Of course, the former building manager finds out from a vendor and sends me an email asking for information on the arrangements. I am pretty certain that my Super would not want this person at his funeral.

I have not answered the email. If he really wants to know he can go to the Web and figure it out--it is easy enough to find (I just checked). But it is also pretty rude of me to give this guy the silent treatment and ignore his inquiry.

PS, I really do not like the former manager either. Very nasty, passive aggressive, somewhat unhinged fellow.

What do you all think I should do?


Share the information.


Agreed, high road all the way, no regrets later. Only exception would be if the family actively don't like this guy, or he would be likely to cause trouble at the funeral, e.g., speak inappropriately to the family. jmo.

eta, condolences on the loss of your respected super.

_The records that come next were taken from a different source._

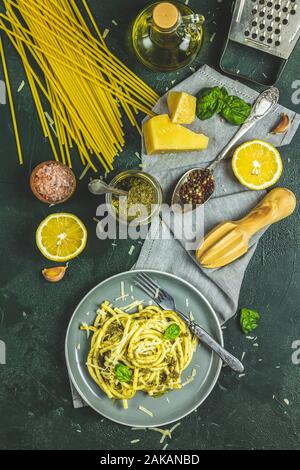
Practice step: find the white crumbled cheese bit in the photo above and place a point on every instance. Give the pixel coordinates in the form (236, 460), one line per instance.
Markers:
(175, 427)
(190, 378)
(147, 412)
(85, 325)
(84, 172)
(122, 298)
(122, 290)
(49, 118)
(132, 248)
(22, 84)
(105, 33)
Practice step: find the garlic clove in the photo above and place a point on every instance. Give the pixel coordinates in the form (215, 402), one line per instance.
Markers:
(282, 126)
(54, 274)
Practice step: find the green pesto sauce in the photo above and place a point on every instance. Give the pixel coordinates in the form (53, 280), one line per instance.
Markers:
(140, 193)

How probable is it for the guy to act disrespectfully to the living people at the funeral? I'd say that's your cue.


Who will miss him at the funeral? I think you are justified in not responding.

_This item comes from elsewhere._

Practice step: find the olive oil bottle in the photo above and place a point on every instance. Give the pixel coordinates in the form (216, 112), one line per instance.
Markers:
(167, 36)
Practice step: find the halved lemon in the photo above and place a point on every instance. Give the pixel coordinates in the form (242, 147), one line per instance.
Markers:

So long as the feud was not severe enough that families were involved, he might feel obligated to show respect to the family regardless of his enmity toward the deceased.

I'd probably give the information but also provide an out along the lines of, "I'd be more than willing to pass along your respects to George's family and I know they'll appreciate it. If you wish to come, the service will be..."

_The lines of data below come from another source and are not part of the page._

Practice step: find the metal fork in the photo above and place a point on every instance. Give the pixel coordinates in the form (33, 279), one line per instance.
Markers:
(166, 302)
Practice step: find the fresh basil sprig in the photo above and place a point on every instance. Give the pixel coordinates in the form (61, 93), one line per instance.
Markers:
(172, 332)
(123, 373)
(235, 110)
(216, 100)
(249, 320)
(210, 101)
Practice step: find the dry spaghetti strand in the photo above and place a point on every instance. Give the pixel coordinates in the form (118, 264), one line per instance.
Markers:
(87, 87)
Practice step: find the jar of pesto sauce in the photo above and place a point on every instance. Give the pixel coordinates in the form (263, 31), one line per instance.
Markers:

Share the info. Hopefully he will behave himself, or maybe even not show. This could just be a passive-aggressive test of what you will do, because of the feud. Anyway, I agree with MJC: Take the high road.


Funerals are for the living, much more than they are for the deceased. Whether the former building manager wants to attend him/herself or just wants to spread the word to others you may not have known to contact, I think it is only right to share the funeral arrangement information with him/her.


If you really can't stand the guy, share the information and close with: Looking forward to yours!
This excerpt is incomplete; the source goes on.